Lässt Chris sich deshalb von seiner Jugendliebe Emily, der Tochter der befreundeten Nachbarn, Melanie und Michael Gold, dazu einspannen, sie mit der Schusswaffe seines Vaters zu töten, als sie das Leben nicht mehr erträglich findet? Warum hat er mit niemandem darüber geredet? Gibt es nicht Schulpsychologen? Gibt es keine Freunde? Warum redete er nicht mit ihren Eltern? Oder mit seinen? Und warum redete Emily mit niemandem über ihre Probleme und sollte es wirklich niemandem aufgefallen sein, dass sie seit längerem suizidal war?

Denn ob es sich um Suizid gehandelt hat oder um Töten auf Verlangen oder sogar um Mord und ob Chris nun ins Gefängnis kommt oder nicht, davon reden die 600 Seiten dieses Roman. Nicht etwa darüber, ob es richtig ist, was Chris tat. Oder tat er gar „nichts“, sondern nur Emily? Schliesslich war niemand dabei ausser Chris als Emily starb.

Nach der Tragödie benehmen sich die Elternpaare m.E. recht unverständlich. Die Mutter Emilys hasst jeden und alle und am meisten sich selbst, und ist nicht erleichtert als sie die Tagebücher ihrer Tochter findet. Aber warum verbrennt sie sie? Die Mutter von Chris stellt zwar die richtigen Fragen, versagt aber beim richtigen Handeln. Die Väter könnten es auf die Reihe bringen, setzen sich ihren Ehefrauen gegenüber aber nicht durch. Warum eigentlich nicht? Muss wieder eine weiche Liebe herhalten als Erklärung für das gesamte Chaos?

Warum helfen die Eltern von Chris ihm nicht dabei, zu dem zu stehen, was er tat. Warum will niemand die Wahrheit wissen?
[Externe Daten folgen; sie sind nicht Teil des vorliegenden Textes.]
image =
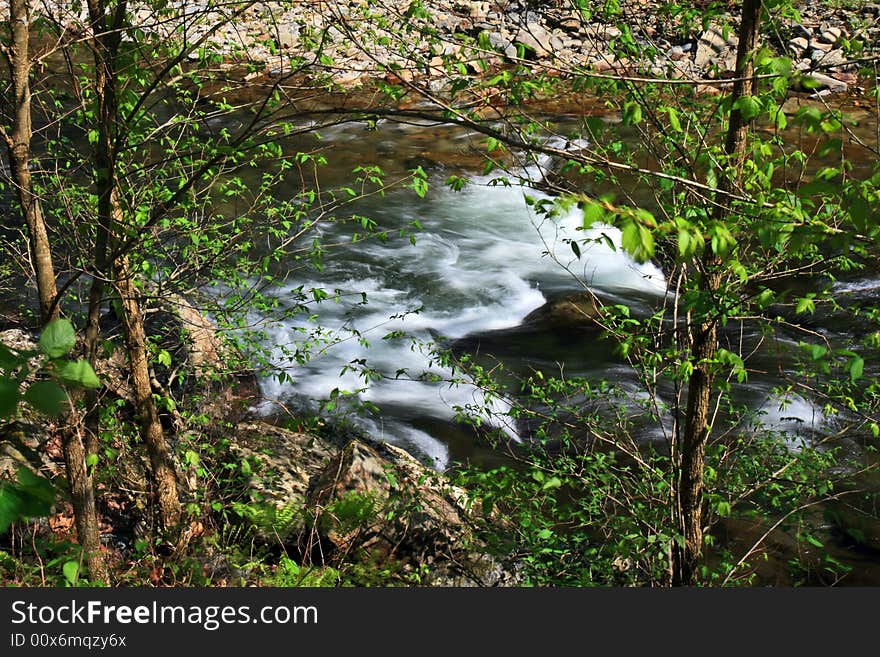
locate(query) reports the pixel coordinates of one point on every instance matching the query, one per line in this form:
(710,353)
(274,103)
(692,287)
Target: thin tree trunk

Weil es in dieser Geschichte gar nicht darum geht, was richtig und was falsch ist! Es geht nicht einmal im Ansatz um eine entsprechende Diskussion. Nirgendwo wird die Frage aufgeworfen, ob Chris sich die Verantwortung für das Leben seiner Freundin anziehen durfte, - das durfte er natürlich nicht, das stand ihm nicht zu, ganz im Gegensatz zu dem Handeln seines Vaters bezüglich des Hundes. Da diese Frage zwar immanent vorhanden ist, aber sicherlich nicht bis in den Kopf eines jeden Lesers vorgedrungen ist, geschweige denn ihre Beantwortung, kommt es mir so vor, als ob die ganze Aufmachung des Buches, der gesamte Plot, mehr auf  Sensation und Verkaufszahlen abstellt, als auf die Erörterung dieser ernsten Thematik. Dabei sind auch die erotischen Szenen mit dem jungen Paar, das eigentlich gar kein Paar ist, hilfreich. Wer bestimmt eigentlich, ab wann literarische Szenen pornographische genannt werden dürfen?
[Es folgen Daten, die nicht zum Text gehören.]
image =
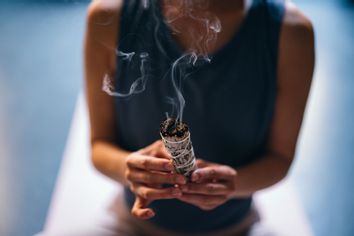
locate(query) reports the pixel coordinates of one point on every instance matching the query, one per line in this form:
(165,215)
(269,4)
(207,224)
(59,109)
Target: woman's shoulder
(296,25)
(101,11)
(102,23)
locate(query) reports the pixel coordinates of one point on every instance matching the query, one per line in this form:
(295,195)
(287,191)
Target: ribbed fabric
(229,102)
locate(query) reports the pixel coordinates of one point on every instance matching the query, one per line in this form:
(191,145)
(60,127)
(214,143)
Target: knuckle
(212,172)
(144,163)
(128,161)
(210,188)
(207,207)
(144,193)
(149,178)
(128,174)
(132,188)
(233,173)
(205,200)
Fazit: Im vorliegenden Roman werden gewichtige ethische Fragen, nämlich die der Tötung auf Verlangen, aufgeworfen, ihre Beantwortung meiner Meinung nach jedoch in unverantwortlicher Weise liegengelassen - für Marktzwecke missbraucht? Denn selbst, wenn man alle an dem Fall Beteiligten verstehen könnte – was ich nicht kann – es ist falsch! Dies aber geht aus der Lektüre mitnichten hervor.